From the moment the first gunshot echoed through Utoya Island, and that last pane of glass shattered in central Oslo, every single person who had ever attended a class on foreign affairs or had passed within pinching distance of a Muslim was loudly proclaiming the clear guilt of al Qaeda. They did it with such solemn sagacity that one feels they are actually disappointed now that it has been proven to not be a Muslim at fault. The discovery that extremists can belong to any belief system and maybe it is something inherent in the person himself and not in the religion he subscribes to, that paradigm shift is causing them all sorts of motion sickness. All the nations who put a comforting arm around Norway in the initial moments of the attack, promising unity against this Muslim terror, are now backing away as if Norway vomited over it’s own furniture, telling it that it’s on its own in the clean-up.
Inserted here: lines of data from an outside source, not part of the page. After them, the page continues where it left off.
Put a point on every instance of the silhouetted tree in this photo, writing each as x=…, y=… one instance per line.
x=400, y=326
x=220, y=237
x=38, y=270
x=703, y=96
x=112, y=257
The irony in all this, if you can manage to consider such a tragic event with cold scrutiny, is that the killer feared the “Pakistanisation of Europe”. His understanding of that phrase was that Europe would be full of small Muslim countries with extremist views. But his actions, instead, created another form of “Pakistanisation”, in the way that we Pakistanis understand it. Norway is truly like us now in that it, too, understands that the actions of a random extremist with a head full of bad wiring is not representative of the majority. That it takes a single day planned with fanatical focus to completely redefine a nation’s sense of security and identity. And that it will require the patience and understanding of a multitude to cope with the changed world that they now exist in. It is a reality we Pakistanis struggle against every day.
The primary description of the attacker in the media is that he is a ‘lunatic’. Let us hope that the next time an act of terror on such a scale occurs anywhere in the world, the same description is applied to the culprits, regardless of religion.
Published in The Express Tribune, July 28th, 2011.